The diaphragm’s main purpose when the baby is in the womb is to separate the abdominal organs from the chest organs. When there is a hole in the diaphragm, the abdominal organs can pass through that hole. At the very least, the extra organs in the chest cause the lungs to be underdeveloped (due to the extra organs taking up the space the lungs need to develop properly). However, when organs don’t develop in their proper location it can lead to all kinds of other issues such as heart defects, chromosomal abnormalities, premature labor, etc.
We found out after 37 weeks of what we thought was a perfect pregnancy that our son’s stomach had passed through a hole in his diaphragm and caused his heart to be pushed to the wrong side of his chest.

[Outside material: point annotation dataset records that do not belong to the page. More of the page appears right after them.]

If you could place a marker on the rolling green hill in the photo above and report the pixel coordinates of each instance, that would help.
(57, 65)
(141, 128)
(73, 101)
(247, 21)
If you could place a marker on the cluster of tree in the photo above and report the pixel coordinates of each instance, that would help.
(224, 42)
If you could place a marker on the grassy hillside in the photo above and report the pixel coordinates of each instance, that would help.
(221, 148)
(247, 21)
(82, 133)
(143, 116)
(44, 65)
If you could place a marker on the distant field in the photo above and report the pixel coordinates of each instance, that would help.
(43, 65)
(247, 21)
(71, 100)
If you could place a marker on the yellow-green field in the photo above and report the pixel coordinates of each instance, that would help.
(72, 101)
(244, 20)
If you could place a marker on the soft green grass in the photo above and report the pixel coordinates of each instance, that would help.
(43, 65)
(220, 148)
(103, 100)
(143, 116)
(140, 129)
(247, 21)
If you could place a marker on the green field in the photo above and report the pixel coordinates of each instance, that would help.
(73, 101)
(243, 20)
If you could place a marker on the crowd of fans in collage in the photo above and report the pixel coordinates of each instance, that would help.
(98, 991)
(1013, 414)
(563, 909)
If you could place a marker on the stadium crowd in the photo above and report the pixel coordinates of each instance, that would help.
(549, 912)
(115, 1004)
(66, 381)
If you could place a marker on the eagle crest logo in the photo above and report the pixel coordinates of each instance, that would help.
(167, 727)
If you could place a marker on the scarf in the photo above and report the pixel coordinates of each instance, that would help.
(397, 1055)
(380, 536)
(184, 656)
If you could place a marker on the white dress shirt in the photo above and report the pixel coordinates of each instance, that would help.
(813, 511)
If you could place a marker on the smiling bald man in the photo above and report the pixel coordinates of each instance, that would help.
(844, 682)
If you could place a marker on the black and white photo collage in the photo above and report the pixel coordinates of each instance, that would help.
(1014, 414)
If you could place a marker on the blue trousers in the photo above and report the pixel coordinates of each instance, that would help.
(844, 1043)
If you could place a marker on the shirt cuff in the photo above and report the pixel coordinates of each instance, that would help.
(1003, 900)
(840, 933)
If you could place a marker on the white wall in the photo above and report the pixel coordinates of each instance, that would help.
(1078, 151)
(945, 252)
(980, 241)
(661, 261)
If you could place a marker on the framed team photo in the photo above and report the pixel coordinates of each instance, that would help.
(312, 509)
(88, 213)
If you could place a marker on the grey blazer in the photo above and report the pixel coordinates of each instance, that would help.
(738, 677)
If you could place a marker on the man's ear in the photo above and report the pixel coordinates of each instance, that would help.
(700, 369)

As I mentioned earlier, CDH has a mortality rate of 50%. It occurs in 1600 babies per year in the US and is just as common as spina bifida and cystic fibrosis. However, there is very little research on the cause and there is no known cure other than treating the symptoms with surgery and/or medicine. So basically we went from what we thought was a picture perfect pregnancy to being told our son had only a 50% chance of survival due to some birth defect we had never even heard of. We were devastated! I can honestly say that Monday, 5/24/2010 was the worst day of our lives. We felt lost, alone, blindsided, and had no idea where to turn.
If there was any good news from the events of 5/24, it was that we had (hopefully) enough time to make arrangements to prepare for Baby R’s arrival. We wanted to make sure that we were comfortable with all the doctors that would be taking care of our son as it could mean life or death. In fact, the first surgeon assigned to us could not find the time to meet with us for at least a couple weeks. A couple weeks, I didn’t think we had. Since my wife’s fluid levels were elevated, there was a high likelihood that she could go into labor early which meant at any moment.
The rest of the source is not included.